- Born: September 21, 1883 Decatur, Texas, U.S.
- Died: December 11, 1950 (aged 67) Vernon, Texas, U.S.
- Resting place: Oakwood Cemetery, Fort Worth, Texas
- Occupations: Rancher, business executive
- Spouse: Anne Valliant Burnett Tandy (divorced)
- Children: 2
- Parent(s): William Thomas Waggoner Ella (Halsell) Waggoner
- Relatives: Electra Waggoner (sister) E. Paul Waggoner (brother)

= Guy Waggoner =

American rancher (1883–1950)

Guy Leslie Waggoner (September 21, 1883 – December 11, 1950) was an American rancher and business executive. He inherited one-fourth of the Waggoner Ranch in Texas. Later, he owned the Bell Ranch in New Mexico. He served as Chairman of the Texas Racing Commission and later Chairman of the New Mexico Racing Commission.

==Early life==
Guy Waggoner was born on September 21, 1883. His father, William Thomas Waggoner, was the owner of the Waggoner Ranch in Texas. His mother was Ella (Halsell) Waggoner. He had a brother, E. Paul Waggoner and a sister, Electra Waggoner. They grew up at the Waggoner Mansion (a.k.a. 'El Castile') in Decatur as well as on the Waggoner Ranch.

==Career==
Waggoner inherited one fourth of the Waggoner Ranch. While living on the ranch, he served as Chairman of the Texas Racing Commission.
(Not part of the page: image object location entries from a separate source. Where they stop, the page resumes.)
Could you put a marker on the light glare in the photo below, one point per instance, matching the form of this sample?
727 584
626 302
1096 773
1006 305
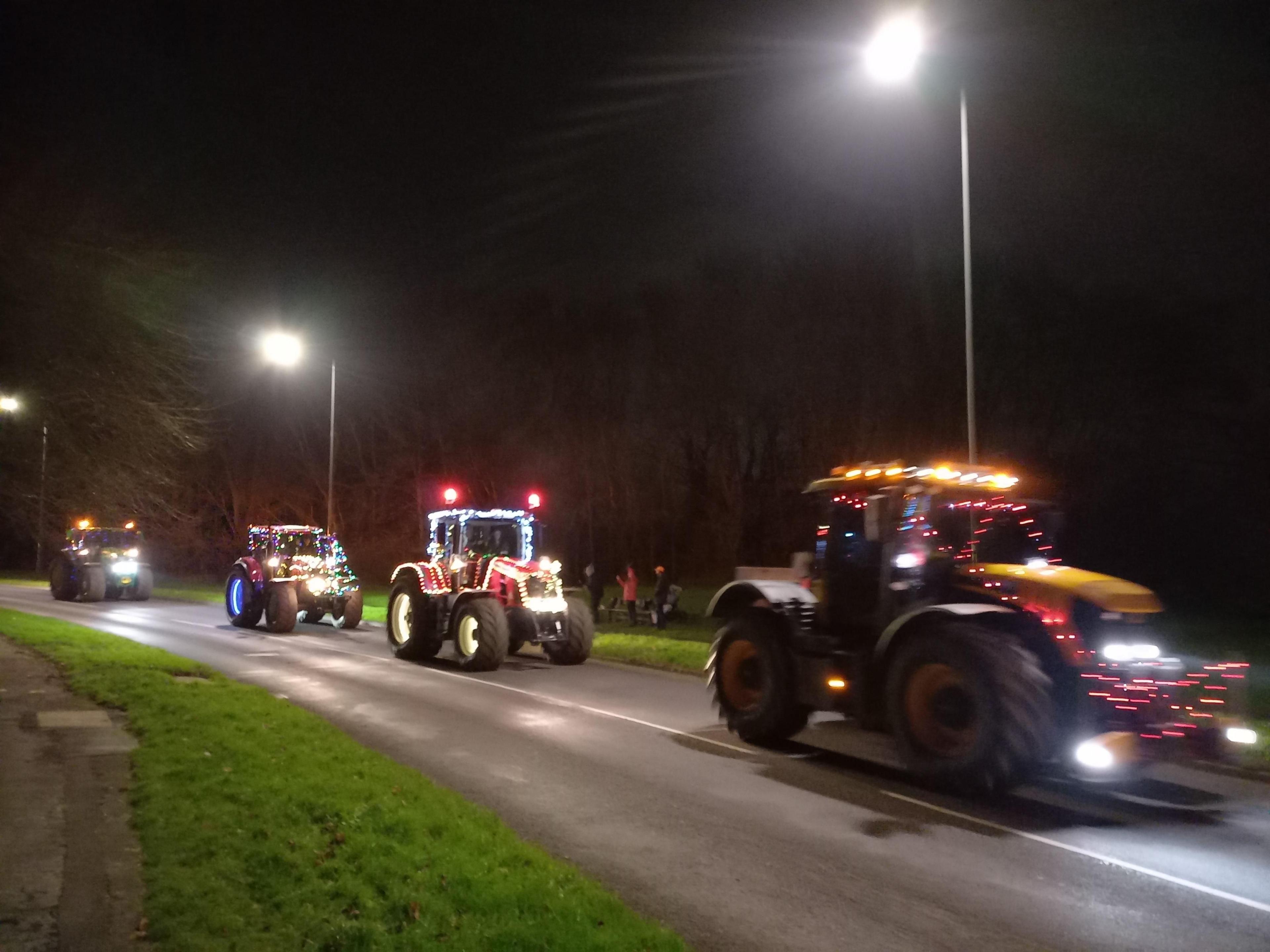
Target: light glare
282 349
1094 754
892 55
Waggoner then purchased the Bell Ranch in San Miguel County, New Mexico. In the 1930s, he built a 10,300 square foot hacienda on the ranch, which still stands today. He became the Chairman of the New Mexico Racing Commission in 1939.

==Personal life==
Waggoner married eight times. One of his wives was Anne Burnett, the heiress of the 6666 Ranch. They wed on September 4, 1922. They later divorced. He had two children from other marriages.

==Death and legacy==
Waggoner died on December 11, 1950, at the age of sixty-seven. After his death, his two children sold their share of the Waggoner Ranch to their cousins. They also sold the Bell Ranch to Harriet Keeney of Connecticut, who later sold it to William N. Lane II, the Chief Executive Office of the General Binding Corporation. In 2010, it was purchased by Silver Spur Ranches, a ranching and beef company owned by John C. Malone.